# Feeding shrimp



## shakiraa (Oct 10, 2009)

Hi all,

I'm Ryan, a newbie that just pick up this hobby 3 months ago. I have setup a planted tank and i intend to keep shrimps mostly. So my tank setup is basically only shrimp + plants.

Right now i have 12 amanos shrimp, 20 cherry shrimps, 5 tiger shrimps. I do not feed them for the past 3 months and all seem to survive. yay 

Recently i add in 2 CRS and red nose shrimp..

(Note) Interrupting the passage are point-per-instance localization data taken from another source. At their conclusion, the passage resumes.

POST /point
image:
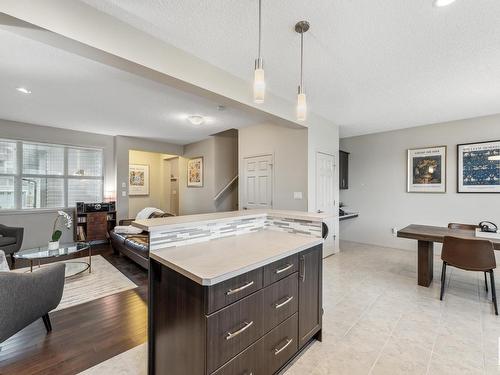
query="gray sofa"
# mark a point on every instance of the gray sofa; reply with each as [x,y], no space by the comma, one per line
[11,240]
[26,297]
[134,246]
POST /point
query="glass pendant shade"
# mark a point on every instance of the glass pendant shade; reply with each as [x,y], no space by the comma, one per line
[301,107]
[259,86]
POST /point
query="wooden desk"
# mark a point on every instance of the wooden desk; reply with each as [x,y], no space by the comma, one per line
[426,235]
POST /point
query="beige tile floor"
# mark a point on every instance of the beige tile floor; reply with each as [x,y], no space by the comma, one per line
[378,321]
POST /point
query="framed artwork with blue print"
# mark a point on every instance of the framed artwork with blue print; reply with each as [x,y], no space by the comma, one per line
[479,167]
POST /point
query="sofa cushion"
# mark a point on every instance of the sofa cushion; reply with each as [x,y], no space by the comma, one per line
[5,241]
[3,262]
[138,243]
[118,237]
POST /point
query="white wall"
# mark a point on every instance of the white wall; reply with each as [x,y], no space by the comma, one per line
[159,190]
[377,182]
[197,200]
[122,146]
[323,137]
[289,148]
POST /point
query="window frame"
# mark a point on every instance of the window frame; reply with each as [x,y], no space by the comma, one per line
[19,175]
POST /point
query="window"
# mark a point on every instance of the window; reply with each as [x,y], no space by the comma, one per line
[34,175]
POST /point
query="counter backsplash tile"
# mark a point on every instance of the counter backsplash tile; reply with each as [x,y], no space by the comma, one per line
[206,232]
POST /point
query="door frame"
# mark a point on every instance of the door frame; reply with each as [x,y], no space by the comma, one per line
[242,191]
[316,176]
[332,231]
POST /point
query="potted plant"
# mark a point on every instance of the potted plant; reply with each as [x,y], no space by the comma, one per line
[56,232]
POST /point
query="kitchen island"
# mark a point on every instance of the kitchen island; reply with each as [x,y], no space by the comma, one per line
[244,303]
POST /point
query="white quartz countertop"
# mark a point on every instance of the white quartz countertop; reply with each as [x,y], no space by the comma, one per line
[190,220]
[211,262]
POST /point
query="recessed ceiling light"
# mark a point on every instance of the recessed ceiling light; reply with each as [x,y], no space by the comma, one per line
[443,3]
[24,90]
[196,119]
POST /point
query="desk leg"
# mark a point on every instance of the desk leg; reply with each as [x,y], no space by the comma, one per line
[425,263]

Seeing that my shrimp community is increasing, do i actually need to feed them with shrimp food?

I dont intend to breed.

Sorry for opening a new thread as i cant find one that particularly talk on feeding shrimp.

thanks guys.


----------



## James He (Aug 24, 2009)

Try Hikari Crab Cuisine and boiled vegetable (squash or spinach).

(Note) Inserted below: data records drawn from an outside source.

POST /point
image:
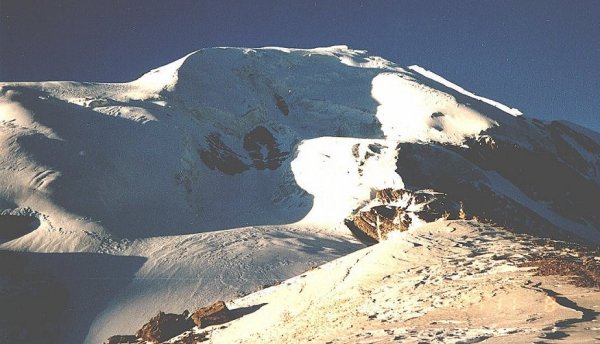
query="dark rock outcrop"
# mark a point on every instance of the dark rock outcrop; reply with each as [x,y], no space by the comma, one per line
[215,314]
[260,151]
[281,104]
[165,326]
[394,210]
[219,156]
[263,149]
[123,339]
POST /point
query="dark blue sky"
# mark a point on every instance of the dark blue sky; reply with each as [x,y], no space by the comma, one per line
[542,57]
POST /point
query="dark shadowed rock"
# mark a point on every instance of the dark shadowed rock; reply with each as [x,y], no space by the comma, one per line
[191,338]
[165,326]
[263,149]
[215,314]
[218,155]
[123,339]
[395,210]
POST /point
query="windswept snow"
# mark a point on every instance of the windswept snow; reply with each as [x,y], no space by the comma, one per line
[431,75]
[231,168]
[446,282]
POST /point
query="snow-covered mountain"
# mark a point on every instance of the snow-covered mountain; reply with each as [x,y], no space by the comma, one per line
[268,157]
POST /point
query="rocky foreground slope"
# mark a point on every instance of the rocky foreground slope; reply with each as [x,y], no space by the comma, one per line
[232,168]
[445,282]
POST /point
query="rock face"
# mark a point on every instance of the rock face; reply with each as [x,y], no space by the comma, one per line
[215,314]
[122,339]
[396,210]
[165,326]
[260,151]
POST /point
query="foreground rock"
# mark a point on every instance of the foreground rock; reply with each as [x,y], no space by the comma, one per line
[123,339]
[165,326]
[215,314]
[398,210]
[445,282]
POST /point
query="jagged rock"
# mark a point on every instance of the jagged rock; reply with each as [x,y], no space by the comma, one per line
[221,157]
[191,338]
[123,339]
[259,140]
[395,210]
[215,314]
[281,104]
[165,326]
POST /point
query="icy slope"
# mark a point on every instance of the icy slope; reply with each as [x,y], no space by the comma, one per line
[230,131]
[229,142]
[445,282]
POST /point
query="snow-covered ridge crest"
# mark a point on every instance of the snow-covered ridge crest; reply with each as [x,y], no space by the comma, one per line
[431,75]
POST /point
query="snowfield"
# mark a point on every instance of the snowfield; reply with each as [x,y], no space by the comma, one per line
[232,169]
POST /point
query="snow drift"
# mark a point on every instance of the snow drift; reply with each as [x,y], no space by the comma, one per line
[270,139]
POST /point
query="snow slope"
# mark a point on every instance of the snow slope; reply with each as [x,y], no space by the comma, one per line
[220,151]
[445,282]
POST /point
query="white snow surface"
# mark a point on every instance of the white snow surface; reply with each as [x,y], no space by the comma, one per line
[115,169]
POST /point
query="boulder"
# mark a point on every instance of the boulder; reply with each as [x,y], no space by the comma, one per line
[215,314]
[165,326]
[122,339]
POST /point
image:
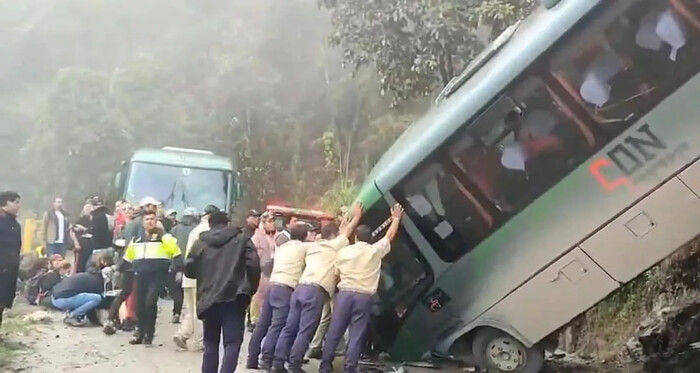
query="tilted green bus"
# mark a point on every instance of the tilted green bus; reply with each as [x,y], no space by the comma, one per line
[179,178]
[559,166]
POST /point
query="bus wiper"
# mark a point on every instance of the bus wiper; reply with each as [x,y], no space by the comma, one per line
[171,196]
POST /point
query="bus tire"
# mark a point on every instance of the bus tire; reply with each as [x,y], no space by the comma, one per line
[498,352]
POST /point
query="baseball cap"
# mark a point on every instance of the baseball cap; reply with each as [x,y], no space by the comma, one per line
[190,211]
[210,209]
[148,201]
[97,201]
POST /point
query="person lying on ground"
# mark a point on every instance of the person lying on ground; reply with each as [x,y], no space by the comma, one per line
[81,293]
[227,268]
[40,286]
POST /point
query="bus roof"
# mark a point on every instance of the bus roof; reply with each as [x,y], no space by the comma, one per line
[184,158]
[292,211]
[534,36]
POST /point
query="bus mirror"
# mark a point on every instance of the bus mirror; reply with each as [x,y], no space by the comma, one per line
[239,191]
[118,180]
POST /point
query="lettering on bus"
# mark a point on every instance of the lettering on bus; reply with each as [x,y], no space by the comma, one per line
[436,300]
[637,158]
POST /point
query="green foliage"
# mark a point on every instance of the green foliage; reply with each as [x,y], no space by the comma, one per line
[340,194]
[416,46]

If you can't find Crab Cuisine then HBC Crab & Lobster Bites is good alternative.

James


----------



## shakiraa (Oct 10, 2009)

James He said:


> Try Hikari Crab Cuisine and boiled vegetable (squash or spinach).
> 
> If you can't find Crab Cuisine then HBC Crab & Lobster Bites is good alternative.
> 
> James


Hi James, thanks for the recommendation. but i want to know do i actually need to feed them?

or let them search for "food" in my planted tank. thx


----------



## paleopaque (Jun 23, 2009)

hi shakiraa, that probably depends on whether or not you will have enough decaying plant matter, biofilm, and algae to sustain their needs. it is probably a good idea to throw something in there occasionally like fish flake or boiled spinach like james said if you don't want to buy shrimp-specific food. at some point they may run out of food and when they're dead it'll be too late to add the food imho


----------



## James He (Aug 24, 2009)

shakiraa said:


> Hi James, thanks for the recommendation. but i want to know do i actually need to feed them?
> 
> or let them search for "food" in my planted tank. thx


Ok, you can check their intestinal tracts, the male with less color, you can see it. It would be dark color.
If you have algae in your tank, you don't need to feed them.

But I still through one or two bites of crab cuisine every once in a while. to give them some treat for the micro elements which may be missing from the tank. It's no harm, just don't over fed them.

James


----------



## shakiraa (Oct 10, 2009)

thanks guys. raelly appreciate ur advice. already bought some shrimp food yesterday will feed them once every 3 days now


----------